[Python-ideas] Application awareness of memory storage classes

Wed May 18 13:44:12 EDT 2016

On Tue, 17 May 2016 21:39:07 -0700, Ethan Furman <ethan at stoneleaf.us> wrote:
> On 05/16/2016 05:35 PM, R. David Murray wrote:
> 
> > I'm currently working on a project for Intel involving Python and directly
> > addressable non-volatile memory.
> 
> Sounds cool.  The first thing it reminded me of was database transactions.

There are related concerns.  For nvml, we are concerned about the A and
the D of ACID, but not the C or the I.  (There was also some discussion of
a cloud-enabled ACID system using the equivalent of software transactional
memory, but that's not what nvml is focused on.)

To be clear about what I mean by Isolation not being involved: because
DAX makes VMRAM behave like RAM (except persistent), when you update
the data at a memory address in NVRAM, it is immediately visible to
all other threads.  Consistency in ACID terms is not something nvml
is addressing, that's more of an application level property.  So the
guarantees NVML is providing are only about the Atomicity and Durability.

> What are the expected speed comparisons?  I would imagine that 
> persistent RAM is going to be slower.

If I understand correctly the RAM itself is not *necessarily* slower.
However, providing the crash-proof atomicity requires bookkeeping overhead
that will slow down operations that need to be protected by a transaction
(which will be lots of things but by no means everything) compared to DRAM
access where you don't care about the atomicity in the face of crashes.
The goal is obviously to keep the overhead as small as possible :)
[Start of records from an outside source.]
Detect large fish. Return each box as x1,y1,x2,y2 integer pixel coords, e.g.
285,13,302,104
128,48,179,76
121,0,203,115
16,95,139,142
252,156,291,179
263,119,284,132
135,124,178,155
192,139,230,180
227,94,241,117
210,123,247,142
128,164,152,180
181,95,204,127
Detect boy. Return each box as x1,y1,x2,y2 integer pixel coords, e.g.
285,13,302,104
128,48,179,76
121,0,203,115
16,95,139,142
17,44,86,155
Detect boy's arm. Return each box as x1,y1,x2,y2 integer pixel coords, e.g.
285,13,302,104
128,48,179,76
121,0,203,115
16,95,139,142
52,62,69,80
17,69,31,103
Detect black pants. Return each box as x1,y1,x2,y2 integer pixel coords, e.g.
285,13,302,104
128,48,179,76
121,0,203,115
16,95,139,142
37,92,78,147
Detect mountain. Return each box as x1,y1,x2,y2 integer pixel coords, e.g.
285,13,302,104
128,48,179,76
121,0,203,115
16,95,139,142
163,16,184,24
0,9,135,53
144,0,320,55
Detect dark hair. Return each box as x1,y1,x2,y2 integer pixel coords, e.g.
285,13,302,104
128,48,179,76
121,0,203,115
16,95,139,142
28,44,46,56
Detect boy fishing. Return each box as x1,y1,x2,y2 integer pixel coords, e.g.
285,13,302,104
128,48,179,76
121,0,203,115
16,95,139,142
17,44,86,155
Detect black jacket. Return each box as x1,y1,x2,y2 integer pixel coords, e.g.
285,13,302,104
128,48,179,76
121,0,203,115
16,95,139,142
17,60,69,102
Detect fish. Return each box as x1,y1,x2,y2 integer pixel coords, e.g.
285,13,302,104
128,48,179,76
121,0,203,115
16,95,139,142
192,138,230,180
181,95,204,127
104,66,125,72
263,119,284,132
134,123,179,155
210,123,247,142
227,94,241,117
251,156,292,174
> How much would a typical configuration have?  Enough for all a program's 
> data?

Yes.  I'm sure systems will start with "smaller" amounts of DAX NVRAM
initially, and more and more will become common as costs drop.  But if I
understand correctly we're already talking about significant amounts.
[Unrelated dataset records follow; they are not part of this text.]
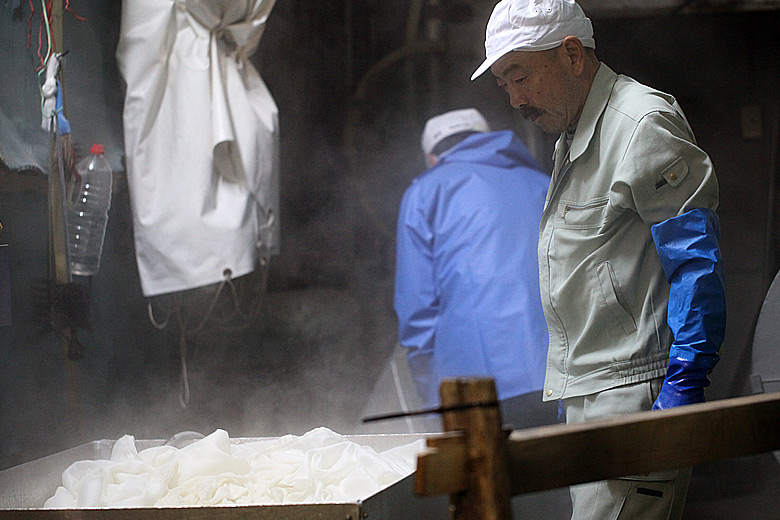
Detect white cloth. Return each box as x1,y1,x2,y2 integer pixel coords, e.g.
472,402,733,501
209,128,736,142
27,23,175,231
117,0,279,296
44,428,425,508
471,0,596,81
In fact, I played around with the idea of just pointing python3's memory
allocation at nvram and running it, but that does not get you the
transaction level support that would allow crash recovery.

> What are the expected use-cases?  For example, loop variables might not 
> be a prime target for being stored in persistent RAM.

Probably not, but you might be surprised.  The main target would of
course be the data the program wants to preserve between runs, but one of
the examples at pmem.io is a game program whose state is all in nvram.
If the machine crashes in the middle of the game, upon restart you pick
up exactly where you left off, including all the positioning information
you might consider to be part of the "hot loop" part of the program.

> What are the advantages of using this persistent RAM directly as 
> variables vs. keeping the access as it's own step via the driver layer?

Speed.

--David